Saved artifact at 'tf_model'. The following endpoints are available:

* Endpoint 'serve'
  args_0 (POSITIONAL_ONLY): TensorSpec(shape=(None, 28, 28, 1), dtype=tf.float32, name='keras_tensor_25')
Output Type:
  TensorSpec(shape=(None, 10), dtype=tf.float32, name=None)
Captures:
  134518221011088: TensorSpec(shape=(), dtype=tf.resource, name=None)
  134518317510160: TensorSpec(shape=(), dtype=tf.resource, name=None)
  134518317510928: TensorSpec(shape=(), dtype=tf.resource, name=None)
  134518277508752: TensorSpec(shape=(), dtype=tf.resource, name=None)
  134518277513168: TensorSpec(shape=(), dtype=tf.resource, name=None)
  134518317510736: TensorSpec(shape=(), dtype=tf.resource, name=None)
  134518277506832: TensorSpec(shape=(), dtype=tf.resource, name=None)
  134518277509136: TensorSpec(shape=(), dtype=tf.resource, name=None)
✅ Fallback TF SavedModel created at ./tf_model


In [25]:
import tensorflow as tf, os

converter = tf.lite.TFLiteConverter.from_saved_model("tf_model")
converter.optimizations = [tf.lite.Optimize.DEFAULT] # size/latency hints
tflite_model = converter.convert()

with open("mnist_model.tflite", "wb") as f:
    f.write(tflite_model)
print(" TFLite saved. Size:", os.path.getsize("mnist_model.tflite")/1024, "KB")

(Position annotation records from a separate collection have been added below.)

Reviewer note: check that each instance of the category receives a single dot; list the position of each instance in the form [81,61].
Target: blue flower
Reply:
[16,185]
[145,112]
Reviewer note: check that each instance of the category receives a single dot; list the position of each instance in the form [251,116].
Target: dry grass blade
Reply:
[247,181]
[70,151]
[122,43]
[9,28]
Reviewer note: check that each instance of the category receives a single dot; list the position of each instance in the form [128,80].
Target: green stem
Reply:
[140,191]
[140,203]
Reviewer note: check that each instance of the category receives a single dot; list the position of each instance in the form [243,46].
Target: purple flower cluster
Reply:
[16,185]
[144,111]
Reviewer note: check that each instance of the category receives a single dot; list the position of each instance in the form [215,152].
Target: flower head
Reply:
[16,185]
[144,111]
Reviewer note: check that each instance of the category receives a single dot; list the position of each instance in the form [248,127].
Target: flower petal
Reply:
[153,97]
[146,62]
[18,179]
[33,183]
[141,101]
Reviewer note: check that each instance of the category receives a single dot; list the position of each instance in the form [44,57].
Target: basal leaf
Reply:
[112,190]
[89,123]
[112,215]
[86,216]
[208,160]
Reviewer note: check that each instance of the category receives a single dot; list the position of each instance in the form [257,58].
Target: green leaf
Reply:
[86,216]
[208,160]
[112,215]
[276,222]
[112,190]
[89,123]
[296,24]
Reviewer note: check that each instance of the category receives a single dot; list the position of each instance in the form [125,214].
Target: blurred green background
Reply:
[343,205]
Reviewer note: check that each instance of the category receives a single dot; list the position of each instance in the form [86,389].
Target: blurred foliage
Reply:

 TFLite saved. Size: 27.1640625 KB


## 🔎 Run TFLite Inference

Two ways to feed an image:

A) Use Keras test image (matches the training preprocessing exactly)


In [26]:
import numpy as np, tensorflow as tf
from torchvision.datasets import MNIST
from torchvision import transforms

# Load one test sample
test_tf = transforms.ToTensor()
mnist = MNIST(root='./data', train=False, download=True, transform=test_tf)
img, label = mnist[0]
x = img.unsqueeze(0).numpy().astype(np.float32)
x = np.transpose(x, (0,2,3,1))

# TFLite interpreter from TensorFlow
interpreter = tf.lite.Interpreter(model_path="mnist_model.tflite")
interpreter.allocate_tensors()
inp = interpreter.get_input_details()[0]['index']
out = interpreter.get_output_details()[0]['index']

# Pick a test sample
idx = 0
x = x_test[idx:idx+1].astype(np.float32)  # shape: (1,28,28,1)
y = y_test[idx]

interpreter.set_tensor(inp, x)
interpreter.invoke()
logits = interpreter.get_tensor(out)
pred = np.argmax(logits)
print(f"✅ TFLite Prediction: {pred} | Label: {y}")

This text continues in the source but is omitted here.